1896-built L&YR number 1300 (later LMS 12322 and BR 52322) arrived at Ribble Steam Railway in mid-December 2009 (currently on loan at ELR)
The Lancashire and Yorkshire Railway (L&YR) Class 27 is a class of 0-6-0 steam locomotive designed for freight work.
They were designed by John Aspinall and 484 were built between 1889 – 1918 at Horwich works. The Class 27 was the standard goods engine of the Lancashire & Yorkshire Railway. Aspinall opted for the two cylinder format with a non superheated round top boiler. David Joy’s configuration of valve gear was employed. By the time of Aspinall’s departure from the L&YR in 1899 over 400 of these simple but powerful engines had been built. More were built under his successor Henry Hoy and George Hughes, albeit with some modifications. By 1918 the class totalled 484.
It was under Hughes that the class became the subject of early experiments in superheating. This was the process of increasing the temperature of the steam produced in the boiler so the minimum of energy was lost. After many months of trails a further 20 superheated engines were authorised to be built and the first of these superheated class 27’s emerged from Horwich Works in 1909. The superheated 27’s retained the boiler pressure of the originals (180 psi). This first batch had round topped boilers but in 1912 a second batch of 20 was constructed with Belpaire fireboxes.

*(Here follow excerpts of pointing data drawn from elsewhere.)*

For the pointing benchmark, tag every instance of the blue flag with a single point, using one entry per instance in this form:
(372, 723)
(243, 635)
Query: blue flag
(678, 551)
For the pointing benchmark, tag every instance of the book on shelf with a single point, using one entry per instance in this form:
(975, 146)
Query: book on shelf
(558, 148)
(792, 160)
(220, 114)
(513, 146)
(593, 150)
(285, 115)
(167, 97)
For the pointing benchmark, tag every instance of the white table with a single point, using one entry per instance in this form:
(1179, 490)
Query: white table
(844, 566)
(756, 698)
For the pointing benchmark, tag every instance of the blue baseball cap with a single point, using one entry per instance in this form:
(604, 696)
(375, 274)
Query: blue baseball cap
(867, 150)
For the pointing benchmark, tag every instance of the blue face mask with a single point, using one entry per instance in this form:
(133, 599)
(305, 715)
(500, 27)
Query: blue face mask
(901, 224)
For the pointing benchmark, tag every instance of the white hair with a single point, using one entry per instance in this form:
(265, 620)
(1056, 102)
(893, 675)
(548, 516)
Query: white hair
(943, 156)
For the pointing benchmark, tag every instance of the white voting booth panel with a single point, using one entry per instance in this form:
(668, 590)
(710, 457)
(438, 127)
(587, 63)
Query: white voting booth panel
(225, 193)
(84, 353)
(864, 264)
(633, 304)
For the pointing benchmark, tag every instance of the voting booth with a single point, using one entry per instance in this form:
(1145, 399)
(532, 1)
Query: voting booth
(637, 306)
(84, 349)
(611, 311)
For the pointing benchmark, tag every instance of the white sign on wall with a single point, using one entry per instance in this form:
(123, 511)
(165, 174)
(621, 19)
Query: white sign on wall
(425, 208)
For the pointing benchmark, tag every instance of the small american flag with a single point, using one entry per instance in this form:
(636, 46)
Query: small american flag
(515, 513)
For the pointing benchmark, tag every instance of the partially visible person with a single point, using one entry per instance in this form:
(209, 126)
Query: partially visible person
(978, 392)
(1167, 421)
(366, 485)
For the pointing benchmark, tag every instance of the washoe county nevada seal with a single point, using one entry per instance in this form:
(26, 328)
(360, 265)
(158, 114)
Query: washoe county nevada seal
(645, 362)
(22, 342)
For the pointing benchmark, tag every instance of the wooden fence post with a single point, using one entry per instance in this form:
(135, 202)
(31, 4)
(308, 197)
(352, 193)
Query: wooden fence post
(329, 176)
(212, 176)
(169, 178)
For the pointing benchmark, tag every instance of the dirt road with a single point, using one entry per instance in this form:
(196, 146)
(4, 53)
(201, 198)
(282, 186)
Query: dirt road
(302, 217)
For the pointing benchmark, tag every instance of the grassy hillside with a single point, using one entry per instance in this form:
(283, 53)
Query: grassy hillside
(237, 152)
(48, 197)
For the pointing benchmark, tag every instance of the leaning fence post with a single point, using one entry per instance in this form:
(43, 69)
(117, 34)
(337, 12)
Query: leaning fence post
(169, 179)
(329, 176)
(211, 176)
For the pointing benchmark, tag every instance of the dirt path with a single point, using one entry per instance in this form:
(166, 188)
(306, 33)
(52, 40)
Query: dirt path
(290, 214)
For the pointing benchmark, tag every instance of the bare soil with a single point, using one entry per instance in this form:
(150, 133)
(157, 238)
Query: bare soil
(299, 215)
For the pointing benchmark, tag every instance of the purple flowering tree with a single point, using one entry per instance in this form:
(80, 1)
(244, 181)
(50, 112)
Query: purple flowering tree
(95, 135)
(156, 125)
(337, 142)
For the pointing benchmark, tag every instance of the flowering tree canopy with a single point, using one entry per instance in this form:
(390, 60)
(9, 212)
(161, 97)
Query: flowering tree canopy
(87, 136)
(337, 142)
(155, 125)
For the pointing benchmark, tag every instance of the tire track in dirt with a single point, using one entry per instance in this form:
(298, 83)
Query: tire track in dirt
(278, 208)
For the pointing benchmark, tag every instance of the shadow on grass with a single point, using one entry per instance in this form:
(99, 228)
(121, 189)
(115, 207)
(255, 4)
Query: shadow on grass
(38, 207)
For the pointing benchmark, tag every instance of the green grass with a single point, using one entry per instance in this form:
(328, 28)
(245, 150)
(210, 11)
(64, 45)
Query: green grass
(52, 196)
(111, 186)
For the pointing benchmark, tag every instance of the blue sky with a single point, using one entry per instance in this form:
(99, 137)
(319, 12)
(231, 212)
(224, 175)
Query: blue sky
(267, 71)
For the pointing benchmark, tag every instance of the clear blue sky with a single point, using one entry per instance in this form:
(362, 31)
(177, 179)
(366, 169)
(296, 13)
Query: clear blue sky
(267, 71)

Although the class was augmented by a further 60 engines between 1900 and 1909 with another ten added in 1917-18. The final five built reverted entirely to the original 1889 specification. It is a tribute to the soundness usefulness and simple practicality of Aspinall’s design that some 300 of the class passed into the hands of the LMS and around 50 were still in British Railways service as late as the summer of 1960.
This locomotive is currently off-site.